SAN JOAQUIN COUNTY EMPLOYEES'                   No.    20-15053
RETIREMENT ASSOCIATION,
                                                D.C. No.
                Plaintiff-Appellant,            2:18-cv-02042-JAM-CKD

 v.
                                                MEMORANDUM*
TRAVELERS CASUALTY AND SURETY
COMPANY OF AMERICA,

                Defendant-Appellee.

                   Appeal from the United States District Court
                       for the Eastern District of California
                    John A. Mendez, District Judge, Presiding

                       Argued and Submitted March 2, 2021
                            San Francisco, California

Before: BALDOCK,** WARDLAW, and BERZON, Circuit Judges.
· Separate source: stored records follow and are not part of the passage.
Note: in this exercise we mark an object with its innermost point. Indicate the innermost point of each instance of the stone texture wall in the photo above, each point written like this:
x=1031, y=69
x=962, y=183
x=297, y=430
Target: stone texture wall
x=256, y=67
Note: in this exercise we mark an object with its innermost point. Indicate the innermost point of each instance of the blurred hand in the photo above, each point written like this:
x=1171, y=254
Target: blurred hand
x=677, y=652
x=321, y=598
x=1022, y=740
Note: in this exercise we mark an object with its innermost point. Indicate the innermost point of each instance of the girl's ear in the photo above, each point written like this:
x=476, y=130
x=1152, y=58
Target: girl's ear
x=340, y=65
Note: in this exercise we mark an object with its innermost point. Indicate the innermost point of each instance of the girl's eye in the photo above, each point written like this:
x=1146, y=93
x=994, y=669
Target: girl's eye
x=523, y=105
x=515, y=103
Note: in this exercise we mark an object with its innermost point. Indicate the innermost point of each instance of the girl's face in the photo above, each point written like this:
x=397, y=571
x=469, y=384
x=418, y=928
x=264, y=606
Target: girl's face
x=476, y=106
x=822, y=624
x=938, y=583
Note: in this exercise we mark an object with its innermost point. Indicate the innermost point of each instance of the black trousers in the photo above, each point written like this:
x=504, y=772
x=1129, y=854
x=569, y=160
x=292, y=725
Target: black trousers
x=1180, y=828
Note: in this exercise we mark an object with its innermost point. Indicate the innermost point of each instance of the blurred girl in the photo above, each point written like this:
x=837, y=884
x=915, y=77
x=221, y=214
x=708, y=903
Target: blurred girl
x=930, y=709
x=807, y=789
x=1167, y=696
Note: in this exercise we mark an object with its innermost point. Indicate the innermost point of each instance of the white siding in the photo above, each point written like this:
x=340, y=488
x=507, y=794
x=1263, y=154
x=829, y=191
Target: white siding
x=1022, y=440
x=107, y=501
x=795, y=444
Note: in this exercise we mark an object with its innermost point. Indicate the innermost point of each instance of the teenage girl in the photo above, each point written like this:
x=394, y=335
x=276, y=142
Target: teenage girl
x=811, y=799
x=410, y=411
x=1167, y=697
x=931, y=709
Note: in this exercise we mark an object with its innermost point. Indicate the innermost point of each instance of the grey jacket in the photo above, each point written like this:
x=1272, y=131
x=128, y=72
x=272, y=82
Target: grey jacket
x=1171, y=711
      San Joaquin County Employees’ Retirement Association (“SJCERA”)

appeals the district court’s order granting summary judgment to Travelers Casualty

and Surety Company of America (“Travelers”) on SJCERA’s claims for breach of

      *
             This disposition is not appropriate for publication and is not precedent
except as provided by Ninth Circuit Rule 36-3.
      **
            The Honorable Bobby R. Baldock, United States Circuit Judge for the
U.S. Court of Appeals for the Tenth Circuit, sitting by designation.
contract, breach of good faith and fair dealing, and declaratory relief. SJCERA’s

claims arise out of Travelers’ denial of coverage under the duty-to-defend clause in

SCJERA’s fiduciary liability insurance policy. We reverse.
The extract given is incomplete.